Life insurance quotes and the dead peasant scam
Now before you get too upset by the title to this article, let’s just clarify the terminology. A dead peasant life policy is a new variation on an old theme and the lawyers who have suddenly discovered the practice intended the description to disturb and distress the courts where the first cases have been heard. So what exactly are we talking about here? From the early days, it’s been considered entirely proper for a small business to insure the lives of key employees. These are people it’s going to be very difficult to replace so, while the business looks for a new person to take over, the insurance payout provides a cash sum that covers any loss of profit. This is usually the person with the best skills everyone else relies on but, as a means of ensuring a smooth business succession, the same type of policy has been applied to small companies where the lives of the two or three directors are insured. Should one die young, the payout buys that director’s shares. This gives a cash payment to the family and keeps control of the company in the hands of the remaining directors. So far, so good.
A number of large companies have been quietly expanding the insurance protection to hundreds and, in some cases, thousands of employees. So we have gone beyond the key people and now insure the lives of all the peasants. From the company’s point of view, this provides real tax benefits while the employees are alive and they get to collect a tax-free benefit when the employees die. If the company needs to borrow money, the cash value of the policies has been good security for the loan. In most cases, the companies have not informed their employees of this insurance.

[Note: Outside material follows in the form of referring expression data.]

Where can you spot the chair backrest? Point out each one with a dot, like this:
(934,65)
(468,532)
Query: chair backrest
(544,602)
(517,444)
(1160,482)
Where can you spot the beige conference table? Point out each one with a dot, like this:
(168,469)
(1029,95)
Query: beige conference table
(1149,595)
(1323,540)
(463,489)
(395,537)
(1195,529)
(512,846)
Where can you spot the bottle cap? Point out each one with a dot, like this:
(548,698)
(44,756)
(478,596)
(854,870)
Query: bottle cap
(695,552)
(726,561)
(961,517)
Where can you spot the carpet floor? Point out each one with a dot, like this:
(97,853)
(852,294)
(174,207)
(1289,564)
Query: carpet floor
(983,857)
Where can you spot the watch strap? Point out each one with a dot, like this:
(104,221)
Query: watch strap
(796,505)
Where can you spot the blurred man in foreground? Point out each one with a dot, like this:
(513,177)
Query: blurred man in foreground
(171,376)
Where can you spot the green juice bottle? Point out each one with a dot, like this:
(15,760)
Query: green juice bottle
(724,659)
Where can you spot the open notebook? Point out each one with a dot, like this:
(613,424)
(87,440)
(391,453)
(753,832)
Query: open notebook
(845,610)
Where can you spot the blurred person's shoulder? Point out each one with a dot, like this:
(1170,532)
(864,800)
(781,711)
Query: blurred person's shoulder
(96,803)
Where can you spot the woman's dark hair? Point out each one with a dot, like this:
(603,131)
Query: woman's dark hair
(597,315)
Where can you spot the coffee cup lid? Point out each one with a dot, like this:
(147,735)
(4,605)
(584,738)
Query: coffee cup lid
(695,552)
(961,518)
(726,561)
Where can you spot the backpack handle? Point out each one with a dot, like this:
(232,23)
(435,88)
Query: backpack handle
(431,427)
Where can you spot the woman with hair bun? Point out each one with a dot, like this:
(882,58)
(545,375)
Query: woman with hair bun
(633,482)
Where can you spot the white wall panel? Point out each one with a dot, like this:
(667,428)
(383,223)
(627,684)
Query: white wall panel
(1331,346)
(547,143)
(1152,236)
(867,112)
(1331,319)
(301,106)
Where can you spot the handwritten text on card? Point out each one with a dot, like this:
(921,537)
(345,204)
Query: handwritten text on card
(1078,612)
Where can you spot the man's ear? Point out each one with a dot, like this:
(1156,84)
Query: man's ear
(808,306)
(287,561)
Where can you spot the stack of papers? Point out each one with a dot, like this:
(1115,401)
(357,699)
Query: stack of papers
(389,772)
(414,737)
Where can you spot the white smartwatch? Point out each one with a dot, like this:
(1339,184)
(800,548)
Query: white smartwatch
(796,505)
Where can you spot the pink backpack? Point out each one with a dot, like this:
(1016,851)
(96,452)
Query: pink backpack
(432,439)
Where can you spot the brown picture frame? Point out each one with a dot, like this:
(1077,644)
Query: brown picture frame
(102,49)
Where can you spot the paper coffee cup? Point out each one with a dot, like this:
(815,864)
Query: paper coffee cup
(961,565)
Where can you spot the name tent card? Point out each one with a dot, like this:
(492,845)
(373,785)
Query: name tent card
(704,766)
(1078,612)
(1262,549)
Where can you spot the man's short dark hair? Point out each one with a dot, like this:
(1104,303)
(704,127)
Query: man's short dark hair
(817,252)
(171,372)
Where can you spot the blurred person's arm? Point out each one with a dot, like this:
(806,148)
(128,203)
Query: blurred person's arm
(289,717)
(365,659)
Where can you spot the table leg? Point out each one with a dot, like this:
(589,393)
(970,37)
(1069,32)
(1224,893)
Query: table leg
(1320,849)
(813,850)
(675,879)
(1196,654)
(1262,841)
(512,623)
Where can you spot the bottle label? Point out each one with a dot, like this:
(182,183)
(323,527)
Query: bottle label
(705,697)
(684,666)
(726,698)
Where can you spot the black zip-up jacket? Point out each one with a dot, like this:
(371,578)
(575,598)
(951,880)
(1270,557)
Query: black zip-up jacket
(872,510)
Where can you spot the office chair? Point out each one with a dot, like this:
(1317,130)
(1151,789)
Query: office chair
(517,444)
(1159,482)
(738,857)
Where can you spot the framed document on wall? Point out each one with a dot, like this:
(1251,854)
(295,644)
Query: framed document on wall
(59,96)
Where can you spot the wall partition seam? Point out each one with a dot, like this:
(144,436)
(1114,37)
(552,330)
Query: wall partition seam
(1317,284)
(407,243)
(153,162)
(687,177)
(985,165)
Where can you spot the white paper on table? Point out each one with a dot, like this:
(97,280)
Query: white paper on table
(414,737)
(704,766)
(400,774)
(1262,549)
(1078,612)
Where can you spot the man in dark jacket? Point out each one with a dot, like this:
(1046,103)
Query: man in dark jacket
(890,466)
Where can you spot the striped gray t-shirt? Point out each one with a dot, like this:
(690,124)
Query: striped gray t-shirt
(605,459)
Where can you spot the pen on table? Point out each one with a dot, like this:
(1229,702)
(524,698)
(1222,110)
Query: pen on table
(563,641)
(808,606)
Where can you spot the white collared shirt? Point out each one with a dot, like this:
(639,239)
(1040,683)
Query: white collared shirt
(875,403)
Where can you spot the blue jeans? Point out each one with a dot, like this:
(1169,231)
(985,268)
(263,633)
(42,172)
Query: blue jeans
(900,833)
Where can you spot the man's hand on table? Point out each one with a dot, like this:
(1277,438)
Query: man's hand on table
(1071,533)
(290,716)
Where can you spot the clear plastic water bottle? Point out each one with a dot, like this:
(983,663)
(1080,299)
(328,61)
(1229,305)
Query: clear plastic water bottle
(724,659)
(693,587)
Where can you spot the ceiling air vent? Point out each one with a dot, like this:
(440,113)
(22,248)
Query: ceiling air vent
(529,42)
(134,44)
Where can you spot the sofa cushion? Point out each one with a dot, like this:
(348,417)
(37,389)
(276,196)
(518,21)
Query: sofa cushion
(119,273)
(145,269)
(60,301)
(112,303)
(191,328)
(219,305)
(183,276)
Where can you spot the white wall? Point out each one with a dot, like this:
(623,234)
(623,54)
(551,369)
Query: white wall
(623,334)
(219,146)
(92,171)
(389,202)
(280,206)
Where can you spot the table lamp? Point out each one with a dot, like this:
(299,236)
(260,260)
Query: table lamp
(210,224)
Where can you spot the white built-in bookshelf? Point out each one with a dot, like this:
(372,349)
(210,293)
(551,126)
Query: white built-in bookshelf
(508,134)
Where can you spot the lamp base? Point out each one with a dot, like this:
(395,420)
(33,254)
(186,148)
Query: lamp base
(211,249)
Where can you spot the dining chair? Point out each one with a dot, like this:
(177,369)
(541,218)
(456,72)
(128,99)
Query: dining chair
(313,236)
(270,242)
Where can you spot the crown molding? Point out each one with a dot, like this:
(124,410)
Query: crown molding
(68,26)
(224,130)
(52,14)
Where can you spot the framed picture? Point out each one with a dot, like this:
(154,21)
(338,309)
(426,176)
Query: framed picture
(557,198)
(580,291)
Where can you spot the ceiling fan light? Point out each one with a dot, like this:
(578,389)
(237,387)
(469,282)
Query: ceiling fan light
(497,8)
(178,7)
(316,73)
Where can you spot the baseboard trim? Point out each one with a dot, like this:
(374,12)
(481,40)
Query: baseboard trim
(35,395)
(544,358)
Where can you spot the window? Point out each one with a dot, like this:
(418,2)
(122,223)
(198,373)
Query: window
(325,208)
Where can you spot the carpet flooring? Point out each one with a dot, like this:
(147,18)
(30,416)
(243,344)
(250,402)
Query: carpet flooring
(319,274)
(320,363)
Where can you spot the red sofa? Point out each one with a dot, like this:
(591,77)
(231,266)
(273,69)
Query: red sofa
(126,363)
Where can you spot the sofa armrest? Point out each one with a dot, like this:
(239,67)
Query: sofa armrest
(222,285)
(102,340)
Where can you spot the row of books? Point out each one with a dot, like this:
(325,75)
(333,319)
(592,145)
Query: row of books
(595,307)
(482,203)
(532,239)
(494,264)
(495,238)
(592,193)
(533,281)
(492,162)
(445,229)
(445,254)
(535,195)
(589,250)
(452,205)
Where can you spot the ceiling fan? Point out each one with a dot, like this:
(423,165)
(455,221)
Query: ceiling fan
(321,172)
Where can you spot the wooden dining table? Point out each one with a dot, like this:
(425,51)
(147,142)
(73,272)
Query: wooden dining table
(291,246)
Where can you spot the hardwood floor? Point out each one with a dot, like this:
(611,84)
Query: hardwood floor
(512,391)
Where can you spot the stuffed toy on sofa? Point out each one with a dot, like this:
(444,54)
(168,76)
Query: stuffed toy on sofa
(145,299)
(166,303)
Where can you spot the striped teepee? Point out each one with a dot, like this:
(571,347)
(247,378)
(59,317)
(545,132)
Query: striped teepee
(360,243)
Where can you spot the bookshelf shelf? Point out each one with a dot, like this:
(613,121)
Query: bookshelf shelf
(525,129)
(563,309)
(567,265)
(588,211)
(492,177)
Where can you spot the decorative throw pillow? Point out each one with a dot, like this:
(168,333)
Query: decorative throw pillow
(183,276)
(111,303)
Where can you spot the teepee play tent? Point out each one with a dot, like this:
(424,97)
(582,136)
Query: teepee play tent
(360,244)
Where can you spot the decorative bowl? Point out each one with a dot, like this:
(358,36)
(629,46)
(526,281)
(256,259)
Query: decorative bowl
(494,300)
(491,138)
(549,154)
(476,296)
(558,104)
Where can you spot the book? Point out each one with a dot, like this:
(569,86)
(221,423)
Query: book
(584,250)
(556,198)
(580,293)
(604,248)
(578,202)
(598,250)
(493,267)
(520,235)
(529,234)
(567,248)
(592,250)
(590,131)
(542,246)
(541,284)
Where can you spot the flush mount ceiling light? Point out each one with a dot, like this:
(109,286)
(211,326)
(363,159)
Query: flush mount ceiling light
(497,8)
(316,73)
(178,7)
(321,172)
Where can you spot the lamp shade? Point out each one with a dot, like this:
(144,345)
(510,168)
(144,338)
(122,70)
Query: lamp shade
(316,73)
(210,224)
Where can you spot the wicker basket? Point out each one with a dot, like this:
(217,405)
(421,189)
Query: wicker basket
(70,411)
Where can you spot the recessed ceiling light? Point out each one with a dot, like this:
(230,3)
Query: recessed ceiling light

To understand exactly what can happen, let’s travel to Texas and look in on the Amegy Bank. Here a young Mr Johnson was diagnosed with brain cancer. The bank told him he was eligible for life cover paying $150,000. Not surprisingly, he accepted the offer and began to pay the premiums (there was no medical examination, everything being organized by the bank). A few months later, the bank fired him. This also terminated the insurance cover so he had paid the premiums and got nothing. When he died shortly after, the insurance company mistaken sent his widow a check for $1.5 million. That’s when the family discovered they had a dead peasant in their family. Attorneys are now suing the Bank alleging fraud both in the bank’s failure to disclose the medical condition to the insurer, and in taking the premium payments before terminating the employment. This is a single case of an employee being insured without his knowledge. Winn-Dixie secretly got life insurance quotes for and insured 36,000 employees.
Apart from the fact it gives employers a motive for speeding the deaths of their employees, say by running the business with unsafe working practices, this is morally dubious. So much so that federal law now requires employers to get the consent of their employees in writing before getting life insurance quotes. Note this is not retrospective, i.e. it does not affect all the policies that may already have been bought. The other unknown is how strictly the law will be enforced.